Sin embargo, parece apenas lógico si advertimos que en América Latina el trasfondo religioso de la cultura católica ha permeado la realidad política con sus categorías mentales y sus paradigmas morales (Krauze, 2012). Y si se tiene en cuenta que el marxismo es una religión política y que el diálogo entre el cristianismo y el marxismo fue uno de los propósitos en que convergieron no pocos sacerdotes, religiosos e intelectuales, se entiende bien por qué la revolución misma era un ideal con visos religiosos.

Y es que, ciertamente, el elemento religioso no es ajeno al fenómeno revolucionario. Huntington explica que las revoluciones crean nuevas fuentes de moralidad, autoridad y disciplina mucho más exigentes que las que derogan. De hecho, la disciplina protestante del primer gran movimiento revolucionario de la sociedad occidental asombró a la Europa del siglo XVII y marcó la estela de que toda revolución es una revolución puritana (Huntington, 2016). Por eso no es accidental que los movimientos estudiantiles de izquierda de aquella época adoptaran rituales, modos de adoctrinamiento, textos y militancia de modo religioso (Beltrán, 2002). Dicho de otro modo, las transferencias mutuas entre el cristianismo y el marxismo explican no solo las ideas de entonces, sino también las formas de acción política y compromiso cívico.
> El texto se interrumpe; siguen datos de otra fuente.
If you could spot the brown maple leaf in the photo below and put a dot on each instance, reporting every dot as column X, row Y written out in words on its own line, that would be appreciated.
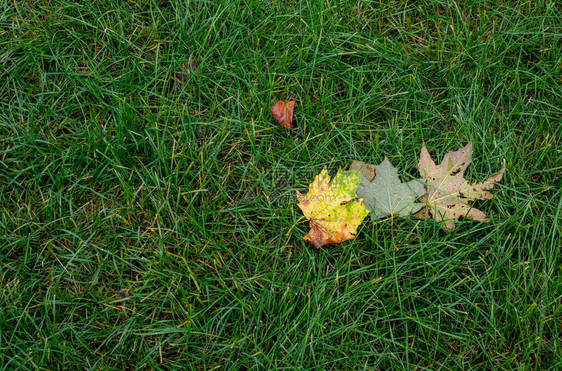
column 447, row 190
column 283, row 113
Los románticos, por su parte, fueron aquellos sacerdotes, políticos e intelectuales que, aunque no tomaron partido abiertamente por la lucha armada, intervinieron en el debate público alrededor de la misma con ambigüedad moral e intelectual, contribuyendo a legitimar las razones de la insurgencia revolucionaria, una actitud ya entonces descrita por Weber al atribuir la fascinación de los intelectuales alemanes con la revolución a un “romanticismo de lo intelectualmente interesante” (Weber, 2012, p. 151). Y, en efecto, así pueden ser leídas algunas declaraciones de Pablo VI, de la Conferencia General del Episcopado en Medellín, del grupo Golconda y de la revista Alternativa. Bienintencionados e idealistas si se quiere, los románticos producen el desconcierto que transmitía Hannah Arendt al señalar a los compañeros de ruta del régimen nacionalsocialista: “Lo que nos trastornó no fue el comportamiento de nuestros enemigos, sino el de nuestros amigos, que no habían hecho nada para que se llegara a esa situación” (Arendt, 2014, pp. 54-55).
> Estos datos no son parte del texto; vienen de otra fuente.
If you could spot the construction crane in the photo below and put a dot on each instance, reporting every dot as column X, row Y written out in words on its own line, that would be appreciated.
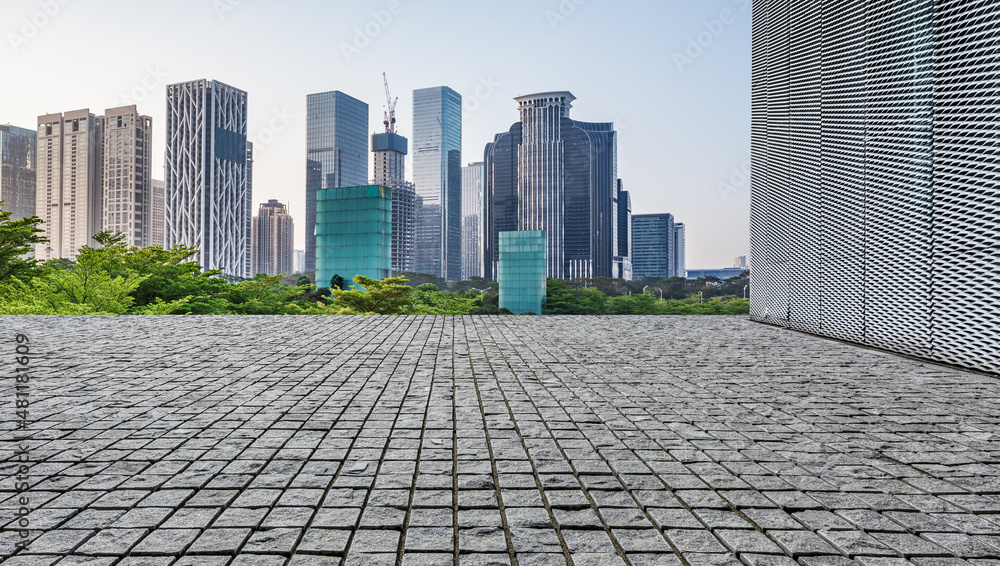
column 390, row 113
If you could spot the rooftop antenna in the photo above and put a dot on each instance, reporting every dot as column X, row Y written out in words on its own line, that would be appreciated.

Finalmente, otro grupo de sacerdotes, políticos e intelectuales consideraron que el recurso a la violencia suponía un maridaje inaceptable entre religión y política y se opusieron abiertamente a una interpretación del marxismo o del catolicismo que justificara la lucha armada. A quienes se rehusaron a hacer un pacto con el diablo los llamaré profetas. Jaime Arenas, Cayetano Betancur, Alberto Zalamea, Belisario Betancur, y monseñor Gerardo Valencia Cano fueron algunos de ellos. El escritor Eduardo Caballero Calderón advirtió sobre la inconveniencia de la simbiosis entre religión y política al llamar la atención de que millones de hombres ven en la Iglesia el testimonio de que no solo de pan vive el hombre, pero lo cierto, advertía, es que ella le está dando mayor importancia al pan que al “no solo de pan”, como si estuviera resuelta a meterse de lleno en los problemas de este mundo (Restrepo, 2015).